Nash equilibria in Ballmer’s binary-search interview game

Yesterday John Graham-Cumming posted about “Steve Ballmer’s incorrect binary search interview question,” and in the Hacker News discussion, among the predictable “interview culture is flawed!!” complaints, there was some discussion of whether binary search was even the right way to solve Ballmer’s puzzle. Here’s a stab at an answer.

Ballmer’s puzzle boils down to:

I’m thinking of a number between 1 and 100. You make a series of guesses. After each guess I’ll tell you whether my number is higher or lower.
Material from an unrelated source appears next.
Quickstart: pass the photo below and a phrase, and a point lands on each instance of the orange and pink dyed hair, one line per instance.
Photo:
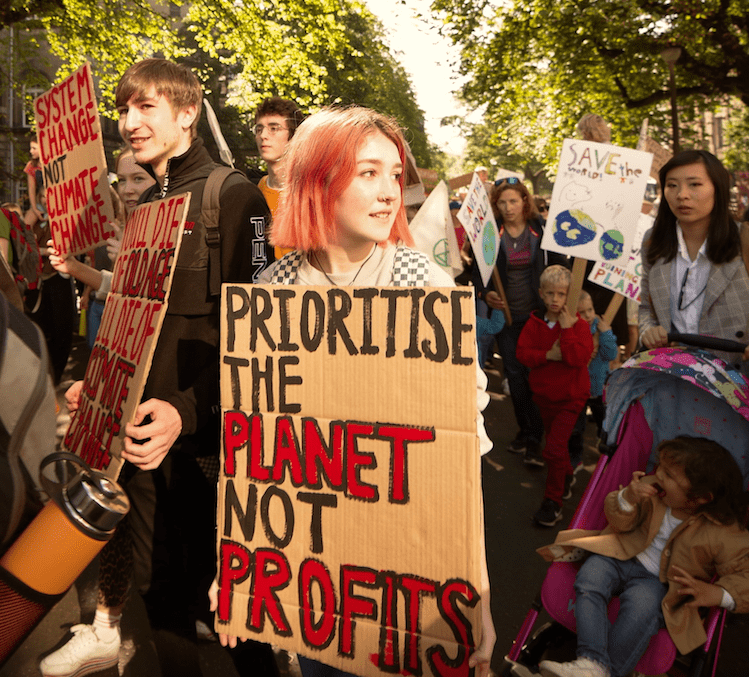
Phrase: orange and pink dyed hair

If you hit it on the first guess I’ll give you $1000. On the second guess, $990. On the third guess, $980. And so on; until, if you hit it on your 100th guess, I’ll give you only $10.

What is the expected value, to you, of playing this game with me?

Here I’ve fiddled with the numbers to keep all the payouts positive and to help separate your possible guesses (in teletype font) from payouts (preceded by a $dollar sign). In Ballmer’s actual interview, he was asking basically whether the expected value of this game is at least $950.

HN rightly points out that the intangible value of getting to play such a game against Steve Ballmer is very high regardless of how many dollars you expect to win or lose at it. But let’s focus on the math.

Binary search seems like a decent way to go about tackling this game. If Ballmer is choosing his secret number uniformly at random, then the expected value of the game is $952. But, as Ballmer points out in the linked video, if he knows you’re going to do a plain old binary search, then he certainly won’t ever choose 50 as his secret number. In fact, he has no reason to choose 25 or 75 either. Or 12, 13, 37, 38, 62, 63, 87, or 88. If Ballmer avoids those eleven numbers, and chooses uniformly at random from among the rest, that alone is enough to lower the expected value of the game from $952 to about $949.55.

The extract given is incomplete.